Harmattan AI、2億ドル調達でユニコーン企業に

ドローン開発の仏ベンチャー企業Harmattan AIはこのほど、仏ダッソー・アビエーション(戦闘機など製造)が主導する資金調達ラウンドにおいて2億ドルを調達した。
評価額を14億ドルとして調達が行われた。
仏防衛分野でいわゆるユニコーン企業が誕生するのはこれが初めて。
Harmattan AIは、軍用の小型ドローンとその運用システムを開発・製造し、ドローンの監視・無効化技術の開発も進めている。
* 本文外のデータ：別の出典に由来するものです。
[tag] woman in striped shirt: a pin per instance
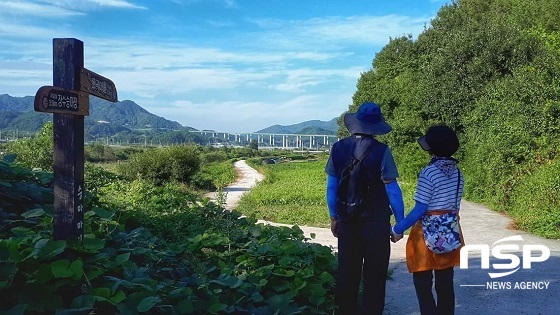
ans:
(439, 189)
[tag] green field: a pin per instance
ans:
(294, 193)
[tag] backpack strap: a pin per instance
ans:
(457, 202)
(363, 156)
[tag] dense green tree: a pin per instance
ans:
(36, 152)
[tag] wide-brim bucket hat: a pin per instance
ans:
(367, 120)
(441, 140)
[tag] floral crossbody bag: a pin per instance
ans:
(441, 228)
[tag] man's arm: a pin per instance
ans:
(395, 199)
(332, 188)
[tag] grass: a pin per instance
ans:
(294, 193)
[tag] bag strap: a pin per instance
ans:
(363, 156)
(457, 202)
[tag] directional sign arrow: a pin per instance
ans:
(95, 84)
(50, 99)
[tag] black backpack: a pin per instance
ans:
(353, 188)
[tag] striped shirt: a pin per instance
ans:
(437, 190)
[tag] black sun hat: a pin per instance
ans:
(441, 140)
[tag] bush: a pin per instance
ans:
(35, 152)
(535, 201)
(201, 259)
(162, 165)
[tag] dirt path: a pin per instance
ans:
(476, 293)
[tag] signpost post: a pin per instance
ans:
(67, 99)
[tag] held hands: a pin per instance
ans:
(334, 227)
(394, 236)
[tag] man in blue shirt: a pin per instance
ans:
(363, 242)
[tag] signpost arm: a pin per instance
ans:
(68, 59)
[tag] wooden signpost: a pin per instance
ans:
(68, 100)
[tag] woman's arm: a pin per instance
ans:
(413, 216)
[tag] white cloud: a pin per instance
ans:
(237, 116)
(34, 9)
(86, 5)
(117, 4)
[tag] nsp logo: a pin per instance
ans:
(498, 251)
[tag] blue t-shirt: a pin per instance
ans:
(388, 167)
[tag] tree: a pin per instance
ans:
(35, 152)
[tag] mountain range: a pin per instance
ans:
(315, 127)
(17, 113)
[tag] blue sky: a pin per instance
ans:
(226, 65)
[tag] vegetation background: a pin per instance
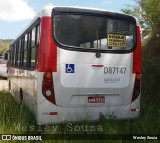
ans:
(147, 11)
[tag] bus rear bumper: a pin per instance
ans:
(55, 114)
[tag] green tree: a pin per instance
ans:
(137, 12)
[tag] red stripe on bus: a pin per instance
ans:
(137, 54)
(47, 53)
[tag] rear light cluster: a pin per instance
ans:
(136, 90)
(47, 86)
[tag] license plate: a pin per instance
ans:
(96, 99)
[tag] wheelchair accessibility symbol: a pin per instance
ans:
(69, 68)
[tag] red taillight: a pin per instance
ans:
(47, 86)
(136, 90)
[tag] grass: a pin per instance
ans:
(17, 119)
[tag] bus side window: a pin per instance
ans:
(35, 43)
(25, 52)
(33, 40)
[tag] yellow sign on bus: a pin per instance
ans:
(115, 40)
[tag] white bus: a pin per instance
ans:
(75, 64)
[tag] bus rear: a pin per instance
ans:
(98, 67)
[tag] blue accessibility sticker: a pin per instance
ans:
(69, 68)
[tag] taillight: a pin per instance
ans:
(47, 86)
(136, 90)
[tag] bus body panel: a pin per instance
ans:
(78, 79)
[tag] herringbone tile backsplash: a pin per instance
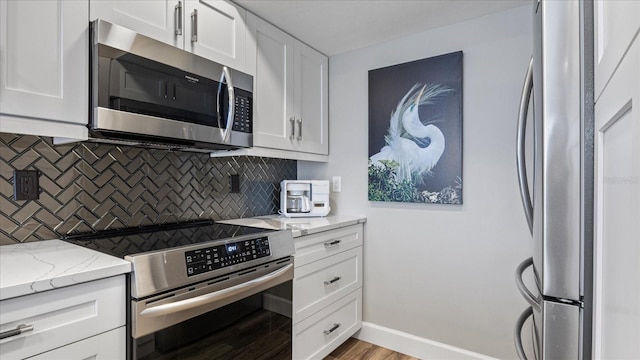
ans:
(90, 186)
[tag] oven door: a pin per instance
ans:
(244, 316)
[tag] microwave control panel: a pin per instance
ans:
(217, 257)
(243, 109)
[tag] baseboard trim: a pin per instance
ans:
(413, 345)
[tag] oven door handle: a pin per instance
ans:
(182, 305)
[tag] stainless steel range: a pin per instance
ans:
(195, 287)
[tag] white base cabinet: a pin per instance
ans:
(44, 68)
(67, 322)
(107, 346)
(327, 291)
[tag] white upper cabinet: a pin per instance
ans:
(213, 29)
(44, 68)
(161, 20)
(291, 91)
(616, 25)
(216, 30)
(311, 105)
(273, 88)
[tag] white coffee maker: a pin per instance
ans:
(304, 198)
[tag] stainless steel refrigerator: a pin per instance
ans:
(559, 85)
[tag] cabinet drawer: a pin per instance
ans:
(321, 333)
(314, 247)
(322, 282)
(108, 346)
(62, 316)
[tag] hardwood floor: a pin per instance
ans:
(354, 349)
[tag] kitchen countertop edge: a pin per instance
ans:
(39, 266)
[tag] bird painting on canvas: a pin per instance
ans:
(412, 149)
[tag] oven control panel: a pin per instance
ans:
(217, 257)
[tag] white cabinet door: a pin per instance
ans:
(216, 30)
(44, 67)
(273, 85)
(290, 92)
(617, 183)
(161, 20)
(617, 23)
(62, 316)
(311, 99)
(111, 345)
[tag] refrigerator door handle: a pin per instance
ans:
(533, 300)
(521, 166)
(517, 335)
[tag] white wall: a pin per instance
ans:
(439, 272)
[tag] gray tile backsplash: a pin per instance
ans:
(90, 186)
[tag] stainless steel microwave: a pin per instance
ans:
(146, 92)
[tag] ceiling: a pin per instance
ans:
(337, 26)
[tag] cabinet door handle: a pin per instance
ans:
(332, 243)
(329, 282)
(292, 120)
(194, 25)
(177, 18)
(333, 328)
(20, 329)
(226, 75)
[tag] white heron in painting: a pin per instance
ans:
(404, 152)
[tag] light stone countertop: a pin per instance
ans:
(45, 265)
(299, 226)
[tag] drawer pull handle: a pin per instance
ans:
(333, 243)
(20, 329)
(329, 282)
(334, 328)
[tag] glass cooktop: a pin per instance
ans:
(130, 241)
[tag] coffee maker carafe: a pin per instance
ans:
(299, 198)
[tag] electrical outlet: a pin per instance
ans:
(336, 184)
(25, 185)
(235, 183)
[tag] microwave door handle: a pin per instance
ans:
(517, 336)
(177, 18)
(226, 75)
(521, 166)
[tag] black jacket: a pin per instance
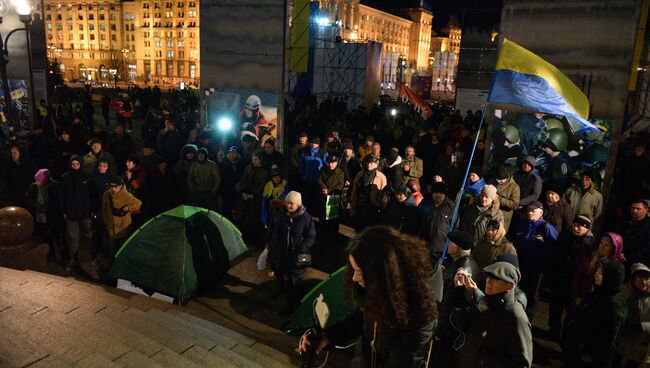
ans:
(76, 194)
(435, 223)
(498, 334)
(293, 235)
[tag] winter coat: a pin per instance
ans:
(117, 221)
(498, 335)
(474, 220)
(635, 336)
(311, 163)
(583, 278)
(91, 161)
(435, 223)
(636, 238)
(534, 241)
(295, 234)
(416, 167)
(589, 203)
(332, 180)
(76, 193)
(404, 216)
(204, 177)
(486, 252)
(530, 187)
(378, 185)
(595, 328)
(397, 348)
(559, 214)
(509, 196)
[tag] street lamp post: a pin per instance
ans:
(23, 8)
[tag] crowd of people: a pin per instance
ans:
(464, 295)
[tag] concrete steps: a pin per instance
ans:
(52, 321)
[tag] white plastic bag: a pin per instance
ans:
(261, 260)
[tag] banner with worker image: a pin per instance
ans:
(244, 112)
(558, 149)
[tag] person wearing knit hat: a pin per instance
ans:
(509, 195)
(290, 244)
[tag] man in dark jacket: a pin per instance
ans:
(499, 331)
(436, 212)
(636, 235)
(291, 239)
(530, 184)
(534, 239)
(573, 246)
(76, 200)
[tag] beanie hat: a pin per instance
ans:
(42, 175)
(294, 197)
(462, 239)
(503, 173)
(583, 221)
(504, 271)
(490, 191)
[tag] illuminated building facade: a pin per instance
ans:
(141, 41)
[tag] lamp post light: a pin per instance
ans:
(24, 10)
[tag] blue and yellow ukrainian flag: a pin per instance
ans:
(525, 79)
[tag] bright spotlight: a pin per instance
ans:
(224, 124)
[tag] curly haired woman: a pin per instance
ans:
(387, 276)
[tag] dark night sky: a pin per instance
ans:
(483, 14)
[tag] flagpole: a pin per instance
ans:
(462, 187)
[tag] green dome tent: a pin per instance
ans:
(179, 252)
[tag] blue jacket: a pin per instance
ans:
(534, 241)
(311, 163)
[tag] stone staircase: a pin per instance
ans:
(52, 321)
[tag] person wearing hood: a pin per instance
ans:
(250, 189)
(490, 247)
(367, 187)
(573, 247)
(331, 181)
(117, 206)
(534, 239)
(76, 199)
(530, 184)
(635, 336)
(460, 248)
(289, 247)
(558, 212)
(435, 212)
(497, 330)
(402, 213)
(610, 246)
(584, 199)
(231, 170)
(182, 168)
(508, 193)
(203, 181)
(96, 153)
(592, 334)
(475, 218)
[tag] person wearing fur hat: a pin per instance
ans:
(290, 242)
(76, 200)
(584, 198)
(509, 195)
(497, 331)
(117, 207)
(475, 218)
(534, 239)
(203, 180)
(593, 331)
(635, 336)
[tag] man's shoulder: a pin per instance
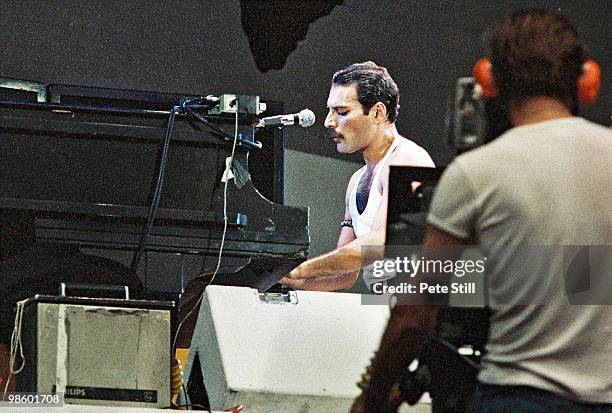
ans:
(408, 153)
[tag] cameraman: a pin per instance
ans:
(546, 182)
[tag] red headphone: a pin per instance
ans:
(588, 82)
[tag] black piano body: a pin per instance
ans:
(83, 174)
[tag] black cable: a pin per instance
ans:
(158, 189)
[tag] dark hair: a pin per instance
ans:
(373, 85)
(537, 52)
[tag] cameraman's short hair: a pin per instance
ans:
(537, 52)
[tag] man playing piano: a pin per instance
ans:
(363, 106)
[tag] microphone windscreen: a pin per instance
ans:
(307, 118)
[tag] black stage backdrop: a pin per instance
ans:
(201, 46)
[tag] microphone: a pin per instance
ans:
(304, 118)
(198, 100)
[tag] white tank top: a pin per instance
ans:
(362, 223)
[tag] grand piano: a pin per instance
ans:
(79, 168)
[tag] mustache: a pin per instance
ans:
(333, 135)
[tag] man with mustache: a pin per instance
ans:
(363, 106)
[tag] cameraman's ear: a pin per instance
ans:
(379, 112)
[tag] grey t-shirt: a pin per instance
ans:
(525, 198)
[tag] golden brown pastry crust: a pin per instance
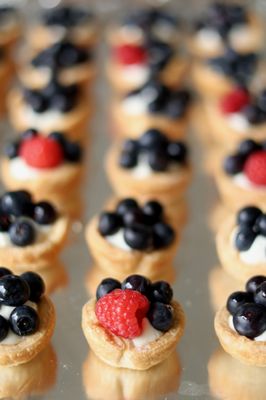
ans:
(240, 347)
(30, 346)
(120, 352)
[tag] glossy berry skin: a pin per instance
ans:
(253, 283)
(122, 311)
(160, 316)
(244, 239)
(138, 283)
(14, 291)
(250, 320)
(24, 321)
(109, 223)
(22, 233)
(237, 299)
(36, 285)
(107, 286)
(44, 213)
2025年には、フランス軍から1000機、英国軍から3000機を受注した。
ウクライナでの戦争においてドローンの重要性が強く認識されるに至り、需要を押し上げている。
同社は従業員数が260人。
現在、パリ2区内で製造を行っているが、2026年2月半ばには新工場が操業を開始する予定。
6月時点で月産1万機の生産体制を実現する計画。
今回のダッソー・アビエーションによる出資は、フランス資本による出資を通じた主権強化という観点から注目されるが、事業面での協力も予定される。
ダッソーは、将来の戦闘機システムに搭載するAIの機能開発において、Harmattan AIの協力を確保する。